RDFLib / prez

Prez is a data-configurable Linked Data API framework that delivers profiles of Knowledge Graph data according to the Content Negotiation by Profile standard.
BSD 3-Clause "New" or "Revised" License
18 stars 7 forks source link

Slow API requests #166

Closed jamiefeiss closed 7 months ago

jamiefeiss commented 8 months ago

Both locally and live instances (at least the IDN), the API tends to take over a second to return most responses. I think it would be good to revise what work the API is doing and how we can reduce these wait times where possible.

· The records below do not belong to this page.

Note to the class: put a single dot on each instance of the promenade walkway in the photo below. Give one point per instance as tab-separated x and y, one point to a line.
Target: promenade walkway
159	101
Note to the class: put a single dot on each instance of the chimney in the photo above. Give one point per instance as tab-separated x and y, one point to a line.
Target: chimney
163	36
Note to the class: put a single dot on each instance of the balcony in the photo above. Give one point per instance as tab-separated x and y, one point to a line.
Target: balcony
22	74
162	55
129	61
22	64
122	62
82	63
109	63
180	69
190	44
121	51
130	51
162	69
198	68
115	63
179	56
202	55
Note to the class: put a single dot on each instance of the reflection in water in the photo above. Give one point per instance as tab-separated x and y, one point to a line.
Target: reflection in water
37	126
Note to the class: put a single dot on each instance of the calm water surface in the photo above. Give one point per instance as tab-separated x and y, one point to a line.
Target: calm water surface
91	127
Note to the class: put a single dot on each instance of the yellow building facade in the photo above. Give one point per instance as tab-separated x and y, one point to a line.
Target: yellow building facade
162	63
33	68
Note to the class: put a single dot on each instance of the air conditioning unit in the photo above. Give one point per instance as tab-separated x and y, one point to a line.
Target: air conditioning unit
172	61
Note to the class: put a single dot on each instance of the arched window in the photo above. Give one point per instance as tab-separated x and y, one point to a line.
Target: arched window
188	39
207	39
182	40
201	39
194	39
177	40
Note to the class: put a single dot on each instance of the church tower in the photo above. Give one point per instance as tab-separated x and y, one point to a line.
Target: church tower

For example, here is an API call for a pretty small vocab (52 concepts) with Prez running locally pointing to a remote Jena instance:

Image

Here is an API call of a feature collection in the live IDN instance:

Image

recalcitrantsupplant commented 8 months ago

The known major slowdown that got introduced is link generation. This involves first searching for a class for each URI, then requests parent URIs if the link template requires it. A larger vocab Howard showed me had ~250 URIs, so this would be 250 class queries + a smaller number of parent queries. These queries are individually cheap but the volume makes things slow in aggregate. With the current model of looking for a link for anything that is a URI, I think all we can do is cache the links and class information when generated. I've added this link caching to a branch I'll create a PR in the next few days that includes it. Will also try to add class caching. The link caching alone means large initial queries (in Howard's case ~30s), once cached, are <1s.

Other than this, probably just caching of responses in general would help. I haven't figured out how to profile the code yet - but I don't believe any of the other processing e.g. ConnegP is slow - it's all on small volumes of data in memory. Would be good to confirm if possible though.